Joseph residents weigh in on street repair

Published 4:37 am Saturday, January 17, 2015

S.F. Tool/Chieftain Mayor Dennis Sands (standing) leans forward to listen to an audience member's comment regarding the funding of Joseph street repair.

JOSEPH – Nearly 25 Joseph residents attended a Jan. 15 town hall meeting to offer the city council their opinions and solutions addressing the city’s street repair quandary.

The council, Mayor Dennis Sands, and Brad Baird, president of Anderson Perry & Associates, the engineering firm that created the proposals already under consideration, listened, answered questions and took notes from citizens whose demeanors ranged from congenial to nearly hostile.

Sands opened the meeting with a rundown of the city’s preferred alternatives of funding the street repair through either a property tax increase or a transportation utility fee.

While a transportation utility fee, which would amount to approximately $14 per month added to the sewer/water bill of Joseph residents, gained some traction within the audience, others complained that those who owned lots without hookups would escape the fee. The council offered to investigate the possibility of collecting fees retroactively.

The transportation utility fee is, in fact, the $1.2 million bottom rung of three alternatives to repair the streets. The other alternatives include a $2.55 million street repair bond levy that voters torpedoed and sank in November, and a $4.2 million comprehensive repair plan with unidentified funding.
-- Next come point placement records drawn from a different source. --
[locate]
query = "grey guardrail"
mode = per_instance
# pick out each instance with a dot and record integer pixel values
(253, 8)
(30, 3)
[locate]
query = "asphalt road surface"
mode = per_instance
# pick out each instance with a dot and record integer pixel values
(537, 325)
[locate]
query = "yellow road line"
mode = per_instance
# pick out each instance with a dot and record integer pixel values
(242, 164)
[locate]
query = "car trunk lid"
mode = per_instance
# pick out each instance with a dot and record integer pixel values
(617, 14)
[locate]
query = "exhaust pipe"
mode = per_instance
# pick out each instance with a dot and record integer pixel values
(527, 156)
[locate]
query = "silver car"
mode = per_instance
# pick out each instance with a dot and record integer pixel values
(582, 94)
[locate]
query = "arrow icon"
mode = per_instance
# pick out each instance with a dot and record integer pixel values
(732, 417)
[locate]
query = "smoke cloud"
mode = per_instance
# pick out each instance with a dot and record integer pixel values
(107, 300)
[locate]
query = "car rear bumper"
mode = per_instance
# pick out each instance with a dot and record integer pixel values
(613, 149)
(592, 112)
Town hall attendees proposed a number of alternatives, one calling for the city to purchase the road repair equipment and performing the work itself, and then selling the equipment after the project ended. Baird proposed the city establish talks with the Wallowa County Road Department to minimize the repair costs.

Several citizens asked how the streets got into their present state of disrepair. Others said they suspected the city council and business owners wanted to fix the streets at the expense of Joseph citizens for the benefit of tourists. Council member and The Embers Brew House owner Teresa Sajonia replied that most businesses are on Main Street, which is a highway maintained by the Oregon Department of Transportation.
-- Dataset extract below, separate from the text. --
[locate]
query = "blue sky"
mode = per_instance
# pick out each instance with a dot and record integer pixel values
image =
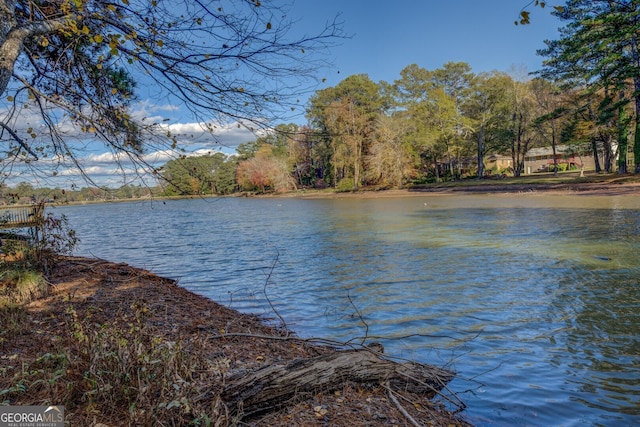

The idea of a city sales tax, similar to Ashland’s, also went down in flames. The kicker to the meeting: An informal poll of audience members conducted by the city council indicated nearly half of the forum’s attendees didn’t see any need to repair the streets at all.

The meeting concluded in a manner similar to previous forums on the subject: with little consensus on a clear direction for the city to take. However, several attendees saw positive aspects to the forum.

Newly elected city council member, Rodd Clark, said he felt encouraged by the attendance numbers and the number of citizens proposing ideas and speaking up. He also said the council needed to get a formal proposal of the transportation utility fee together by March to get it placed on the May ballot.

Clark said the possibility remained that if the council got a clear and positive consensus from citizens supporting implementation of the transportation utility fee, the council could implement it without going to the expense of a ballot proposal.

Joseph resident Lem McBurney said he thought the meeting went well – with some reservations. “These people (the council), who aren’t getting paid, are trying to solve a problem people are complaining about. I think they need to come up with a one-page outline ‘Here’s alternative one, boom, boom, boom,’” McBurney said. “I wish people were a little more informed, so they could bring some more solutions with them – the city council is asking for solutions, and I don’t think people understand that,” McBurney added.

Tyler Evans, also of Joseph, said the issue he has with the proposal is a lack of vision. “I want to see a vision of the city and what it’s going to look like in 10 or 20 years. We hired Anderson Perry, who gave us three options to choose from and we figure out how to pay for it, but we’re not figuring out what we want our city to look like. If you share a vision for the city, people can get behind that and vote toward that benefit.”